Renaissance Island - A private island accessible by ferry only if you stay at the Renaissance Resort and Casino. The island is divided into 2 beaches: Iguana Beach and Flamingo Beach. The Iguanas are fed on the dockside by Iguana Beach while the Flamingoes congregate on the other beach.
De Palm Island - A private island where you can snorkel in an underwater paradise, surrounded by coral formations and colorful fish.

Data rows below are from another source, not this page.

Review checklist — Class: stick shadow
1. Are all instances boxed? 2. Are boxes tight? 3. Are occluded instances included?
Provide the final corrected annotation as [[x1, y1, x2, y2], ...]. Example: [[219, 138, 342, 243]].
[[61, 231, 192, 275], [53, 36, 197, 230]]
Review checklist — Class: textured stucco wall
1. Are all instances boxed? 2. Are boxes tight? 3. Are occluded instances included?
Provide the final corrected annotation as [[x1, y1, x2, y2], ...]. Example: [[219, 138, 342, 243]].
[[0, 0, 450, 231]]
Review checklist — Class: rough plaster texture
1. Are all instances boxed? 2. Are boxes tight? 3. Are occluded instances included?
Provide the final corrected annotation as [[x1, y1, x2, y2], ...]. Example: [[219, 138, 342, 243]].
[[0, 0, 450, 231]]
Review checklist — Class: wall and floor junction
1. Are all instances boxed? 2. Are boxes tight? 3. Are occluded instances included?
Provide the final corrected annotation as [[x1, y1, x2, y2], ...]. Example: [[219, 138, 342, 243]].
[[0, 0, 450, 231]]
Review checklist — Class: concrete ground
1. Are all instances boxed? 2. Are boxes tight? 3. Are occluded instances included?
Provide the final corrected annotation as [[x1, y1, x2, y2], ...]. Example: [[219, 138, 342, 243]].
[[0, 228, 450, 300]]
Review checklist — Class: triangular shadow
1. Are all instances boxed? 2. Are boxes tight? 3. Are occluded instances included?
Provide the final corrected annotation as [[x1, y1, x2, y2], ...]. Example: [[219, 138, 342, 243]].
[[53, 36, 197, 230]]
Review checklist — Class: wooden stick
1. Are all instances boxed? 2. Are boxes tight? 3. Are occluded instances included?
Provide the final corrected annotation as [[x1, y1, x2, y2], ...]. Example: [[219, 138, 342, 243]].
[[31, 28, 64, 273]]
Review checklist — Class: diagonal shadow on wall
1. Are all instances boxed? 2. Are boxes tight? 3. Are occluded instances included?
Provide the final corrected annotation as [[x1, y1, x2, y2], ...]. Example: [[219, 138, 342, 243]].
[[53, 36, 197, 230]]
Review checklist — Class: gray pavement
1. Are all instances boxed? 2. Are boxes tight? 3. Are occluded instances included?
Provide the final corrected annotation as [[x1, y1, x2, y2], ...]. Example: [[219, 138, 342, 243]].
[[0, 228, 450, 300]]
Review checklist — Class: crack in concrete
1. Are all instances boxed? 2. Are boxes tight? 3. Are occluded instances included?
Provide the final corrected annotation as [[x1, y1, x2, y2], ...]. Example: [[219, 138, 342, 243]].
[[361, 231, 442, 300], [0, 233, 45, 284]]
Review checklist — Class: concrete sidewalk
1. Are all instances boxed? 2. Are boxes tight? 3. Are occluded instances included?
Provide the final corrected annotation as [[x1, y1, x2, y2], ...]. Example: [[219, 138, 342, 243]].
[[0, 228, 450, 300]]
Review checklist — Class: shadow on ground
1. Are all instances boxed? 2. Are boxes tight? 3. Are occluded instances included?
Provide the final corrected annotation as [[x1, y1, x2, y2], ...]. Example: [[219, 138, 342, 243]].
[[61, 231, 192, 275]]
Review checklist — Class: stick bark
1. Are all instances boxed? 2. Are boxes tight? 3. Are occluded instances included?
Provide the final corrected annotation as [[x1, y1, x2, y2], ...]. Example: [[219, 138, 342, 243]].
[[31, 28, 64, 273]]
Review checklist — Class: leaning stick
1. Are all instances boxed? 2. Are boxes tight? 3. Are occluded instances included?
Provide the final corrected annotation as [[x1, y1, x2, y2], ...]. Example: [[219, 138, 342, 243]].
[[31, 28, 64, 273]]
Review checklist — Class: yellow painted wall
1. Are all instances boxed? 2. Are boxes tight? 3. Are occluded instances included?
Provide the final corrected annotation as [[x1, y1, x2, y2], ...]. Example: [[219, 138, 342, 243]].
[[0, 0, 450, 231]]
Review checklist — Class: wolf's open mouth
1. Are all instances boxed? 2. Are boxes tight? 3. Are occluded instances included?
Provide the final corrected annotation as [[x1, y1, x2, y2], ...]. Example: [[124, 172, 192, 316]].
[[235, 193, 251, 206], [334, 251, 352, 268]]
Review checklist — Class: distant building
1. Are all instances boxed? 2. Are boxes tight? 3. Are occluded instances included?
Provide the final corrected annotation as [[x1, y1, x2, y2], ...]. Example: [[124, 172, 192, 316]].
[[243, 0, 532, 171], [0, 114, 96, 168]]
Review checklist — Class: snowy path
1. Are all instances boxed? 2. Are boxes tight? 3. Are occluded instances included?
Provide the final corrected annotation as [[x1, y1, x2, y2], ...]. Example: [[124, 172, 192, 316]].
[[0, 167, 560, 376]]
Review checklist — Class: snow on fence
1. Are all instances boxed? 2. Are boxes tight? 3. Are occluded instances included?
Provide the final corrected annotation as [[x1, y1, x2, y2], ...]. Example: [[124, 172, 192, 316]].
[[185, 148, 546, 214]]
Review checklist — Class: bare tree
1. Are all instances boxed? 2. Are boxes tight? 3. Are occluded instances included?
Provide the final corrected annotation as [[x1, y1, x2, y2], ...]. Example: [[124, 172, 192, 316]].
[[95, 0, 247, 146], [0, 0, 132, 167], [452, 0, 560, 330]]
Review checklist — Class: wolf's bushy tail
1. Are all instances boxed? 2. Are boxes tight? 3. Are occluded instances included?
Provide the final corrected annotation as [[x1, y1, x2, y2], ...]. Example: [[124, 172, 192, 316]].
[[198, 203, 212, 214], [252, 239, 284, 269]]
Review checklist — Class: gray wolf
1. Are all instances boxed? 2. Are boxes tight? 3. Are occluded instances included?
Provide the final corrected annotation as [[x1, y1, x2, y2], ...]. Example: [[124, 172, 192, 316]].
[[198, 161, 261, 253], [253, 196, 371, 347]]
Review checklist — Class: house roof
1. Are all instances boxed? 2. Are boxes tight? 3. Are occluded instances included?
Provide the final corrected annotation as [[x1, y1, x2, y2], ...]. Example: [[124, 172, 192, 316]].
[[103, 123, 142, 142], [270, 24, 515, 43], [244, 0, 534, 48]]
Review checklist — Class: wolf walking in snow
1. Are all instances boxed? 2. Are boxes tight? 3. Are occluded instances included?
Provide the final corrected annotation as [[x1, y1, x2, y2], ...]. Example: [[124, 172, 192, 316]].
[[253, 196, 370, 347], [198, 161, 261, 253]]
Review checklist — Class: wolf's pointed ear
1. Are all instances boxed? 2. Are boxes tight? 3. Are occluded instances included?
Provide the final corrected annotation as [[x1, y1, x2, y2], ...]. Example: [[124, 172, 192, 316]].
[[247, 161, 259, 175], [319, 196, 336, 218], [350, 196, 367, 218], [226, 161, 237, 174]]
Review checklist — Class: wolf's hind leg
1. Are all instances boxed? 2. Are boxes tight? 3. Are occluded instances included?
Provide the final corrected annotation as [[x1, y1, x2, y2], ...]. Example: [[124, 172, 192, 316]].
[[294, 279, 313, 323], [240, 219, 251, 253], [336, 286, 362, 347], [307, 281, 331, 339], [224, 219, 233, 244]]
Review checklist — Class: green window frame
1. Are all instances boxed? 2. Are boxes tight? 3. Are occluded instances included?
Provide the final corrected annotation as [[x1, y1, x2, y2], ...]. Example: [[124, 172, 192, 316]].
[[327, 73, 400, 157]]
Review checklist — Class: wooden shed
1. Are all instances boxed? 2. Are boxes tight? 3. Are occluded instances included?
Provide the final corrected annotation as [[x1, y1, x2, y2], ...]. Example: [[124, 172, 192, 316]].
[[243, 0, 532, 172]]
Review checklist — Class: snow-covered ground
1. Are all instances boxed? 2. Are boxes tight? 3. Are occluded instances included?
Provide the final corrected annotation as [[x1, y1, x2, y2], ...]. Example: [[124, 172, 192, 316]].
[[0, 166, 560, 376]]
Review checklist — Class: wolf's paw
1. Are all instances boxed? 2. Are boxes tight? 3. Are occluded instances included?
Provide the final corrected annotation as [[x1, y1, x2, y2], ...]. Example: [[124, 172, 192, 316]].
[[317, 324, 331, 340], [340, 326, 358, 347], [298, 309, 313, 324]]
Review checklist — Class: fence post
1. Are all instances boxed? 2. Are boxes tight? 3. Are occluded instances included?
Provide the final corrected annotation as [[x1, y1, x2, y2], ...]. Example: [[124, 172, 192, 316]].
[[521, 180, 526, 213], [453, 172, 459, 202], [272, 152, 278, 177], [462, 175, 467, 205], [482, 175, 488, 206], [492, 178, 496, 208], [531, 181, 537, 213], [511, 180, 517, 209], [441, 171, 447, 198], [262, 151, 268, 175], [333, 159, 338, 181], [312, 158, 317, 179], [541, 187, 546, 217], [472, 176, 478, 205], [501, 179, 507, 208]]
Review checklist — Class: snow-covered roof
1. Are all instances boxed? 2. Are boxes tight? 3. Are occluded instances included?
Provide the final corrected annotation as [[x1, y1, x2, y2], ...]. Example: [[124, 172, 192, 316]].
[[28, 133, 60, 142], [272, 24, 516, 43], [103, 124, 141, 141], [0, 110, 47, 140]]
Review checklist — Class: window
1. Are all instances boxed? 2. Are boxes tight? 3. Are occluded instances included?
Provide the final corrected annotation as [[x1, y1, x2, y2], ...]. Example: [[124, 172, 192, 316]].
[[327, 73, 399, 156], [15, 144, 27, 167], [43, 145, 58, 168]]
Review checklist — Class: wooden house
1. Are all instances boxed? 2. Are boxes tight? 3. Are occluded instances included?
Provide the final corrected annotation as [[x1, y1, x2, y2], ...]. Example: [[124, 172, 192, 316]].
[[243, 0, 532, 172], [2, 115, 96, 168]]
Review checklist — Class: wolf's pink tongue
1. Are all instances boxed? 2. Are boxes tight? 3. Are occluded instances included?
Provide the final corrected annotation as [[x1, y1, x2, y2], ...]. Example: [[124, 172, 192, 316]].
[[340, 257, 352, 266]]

Boca Catalina and the Antilla Shipwreck - These are 2 of the many sites snorkel tours will take you. The Antillla Shipwreck is the remains of a scuttled 400-foot German cargo ship that was anchored off of Aruba during WW2. It was thought that this ship was supplying German U-Boats in the Caribbean and after Holland was invaded in 1940, the captain was given notice to surrender the ship. Instead of surrendering the ship to the Dutch Marines the captain sunk the ship by blowing up the boilers. (The crew swam to shore, and were taken POW and shipped to Curacao.) The joke you will hear is “They did not want to surrender the cargo and they also wanted to provide future tourists with a site to see.” The remains are off of Malmok beach.
Butterfly Farm - A tropical garden teeming with butterflies from around the globe.
Bubali Bird Sanctuary - The home to more than 80 species of local and migratory birds.